Recuperado, trabajó por reunificación de una comunidad que se dividió al calor de peleas internas con la realización de talleres de Derecho Indígena como herramienta. Su liderazgo le fue reconocido y a los 38 se convirtió en cacique, el más jóven de la historia de su pueblo. “Fueron 3 años durísimos porque recién ahí logré la personería jurídica”, dice.

Detrás se sucedieron y suceden una variedad de proyectos para el crecimiento de la comunidad: la red de agua potable, la radio comunitaria, la bodega comunitaria, los sistemas de riego y un centro de salud infantil, entre otros. Al final, el cacique Silva tenía razón.
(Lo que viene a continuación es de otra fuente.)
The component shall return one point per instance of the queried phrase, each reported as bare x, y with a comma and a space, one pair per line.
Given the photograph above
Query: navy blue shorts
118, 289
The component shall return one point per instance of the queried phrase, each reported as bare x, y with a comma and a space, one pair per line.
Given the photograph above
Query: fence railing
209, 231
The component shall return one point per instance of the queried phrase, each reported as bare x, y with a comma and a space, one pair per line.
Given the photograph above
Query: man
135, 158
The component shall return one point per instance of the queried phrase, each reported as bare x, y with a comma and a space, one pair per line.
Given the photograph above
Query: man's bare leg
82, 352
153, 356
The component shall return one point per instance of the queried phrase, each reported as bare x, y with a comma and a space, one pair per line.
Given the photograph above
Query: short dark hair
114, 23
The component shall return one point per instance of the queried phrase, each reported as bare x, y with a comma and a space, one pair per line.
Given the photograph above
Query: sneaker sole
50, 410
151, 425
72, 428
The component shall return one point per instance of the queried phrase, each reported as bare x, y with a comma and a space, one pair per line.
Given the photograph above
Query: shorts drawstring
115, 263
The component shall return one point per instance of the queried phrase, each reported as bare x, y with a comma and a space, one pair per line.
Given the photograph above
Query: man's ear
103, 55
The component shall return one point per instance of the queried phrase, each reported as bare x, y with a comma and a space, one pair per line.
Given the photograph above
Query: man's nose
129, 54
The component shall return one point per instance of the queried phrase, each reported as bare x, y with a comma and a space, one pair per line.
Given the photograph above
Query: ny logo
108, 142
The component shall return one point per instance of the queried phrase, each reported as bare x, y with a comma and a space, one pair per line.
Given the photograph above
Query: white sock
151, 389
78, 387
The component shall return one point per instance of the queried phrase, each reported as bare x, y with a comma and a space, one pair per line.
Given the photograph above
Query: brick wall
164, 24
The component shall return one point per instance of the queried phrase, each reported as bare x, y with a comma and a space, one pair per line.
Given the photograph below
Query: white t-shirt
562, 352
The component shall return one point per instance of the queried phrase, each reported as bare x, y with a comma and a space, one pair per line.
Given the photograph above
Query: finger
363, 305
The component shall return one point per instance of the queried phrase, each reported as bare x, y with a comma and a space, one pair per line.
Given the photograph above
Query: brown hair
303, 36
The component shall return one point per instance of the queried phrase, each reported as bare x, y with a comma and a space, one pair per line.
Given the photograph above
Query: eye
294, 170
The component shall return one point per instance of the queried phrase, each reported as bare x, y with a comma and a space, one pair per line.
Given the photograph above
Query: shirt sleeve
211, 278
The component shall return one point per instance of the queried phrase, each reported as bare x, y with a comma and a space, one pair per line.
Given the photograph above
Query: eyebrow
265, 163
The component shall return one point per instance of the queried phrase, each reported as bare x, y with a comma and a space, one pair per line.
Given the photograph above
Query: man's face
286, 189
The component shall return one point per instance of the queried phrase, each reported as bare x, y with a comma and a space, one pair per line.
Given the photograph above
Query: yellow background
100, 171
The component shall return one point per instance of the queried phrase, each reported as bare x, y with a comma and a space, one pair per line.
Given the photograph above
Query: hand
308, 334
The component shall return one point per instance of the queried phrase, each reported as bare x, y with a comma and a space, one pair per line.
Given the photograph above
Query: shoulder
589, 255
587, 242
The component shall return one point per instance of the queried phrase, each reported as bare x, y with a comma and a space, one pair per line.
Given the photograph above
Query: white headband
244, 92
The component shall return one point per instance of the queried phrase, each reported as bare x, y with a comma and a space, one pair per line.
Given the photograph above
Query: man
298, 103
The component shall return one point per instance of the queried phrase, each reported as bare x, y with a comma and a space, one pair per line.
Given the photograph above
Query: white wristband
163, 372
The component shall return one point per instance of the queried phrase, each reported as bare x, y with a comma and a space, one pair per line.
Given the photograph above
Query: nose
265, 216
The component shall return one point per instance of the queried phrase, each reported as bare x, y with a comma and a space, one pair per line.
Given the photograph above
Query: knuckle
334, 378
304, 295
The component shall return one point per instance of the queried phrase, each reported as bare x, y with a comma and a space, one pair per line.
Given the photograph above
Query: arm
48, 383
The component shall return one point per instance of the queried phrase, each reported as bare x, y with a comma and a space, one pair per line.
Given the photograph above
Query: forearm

Mientras transita el último año de su tercer mandato, Nieva trabaja con el Poder Judicial provincial en la creación de un juzgado de paz intercultural que articule entre la Justicia tradicional y la del Estado, y además es profesor en la Escuela de Gobernanza Indígena de la Facultad de Derecho de la UNLZ, que se da en Amaicha desde 2015.

Aunque una vez que termine el cazicazgo quiere ir por más: “Los pueblos indígenas tienen su propio derecho no escrito, ese derecho de la vida comunitaria que tiene valores sumamente importantes que rescatar para ver cómo se aporta al sistema estatal. Hace falta más diálogo entre pueblos indígenas y gobierno. Se tiene que promover un consenso intercultural para que se puedan promover políticas públicas”.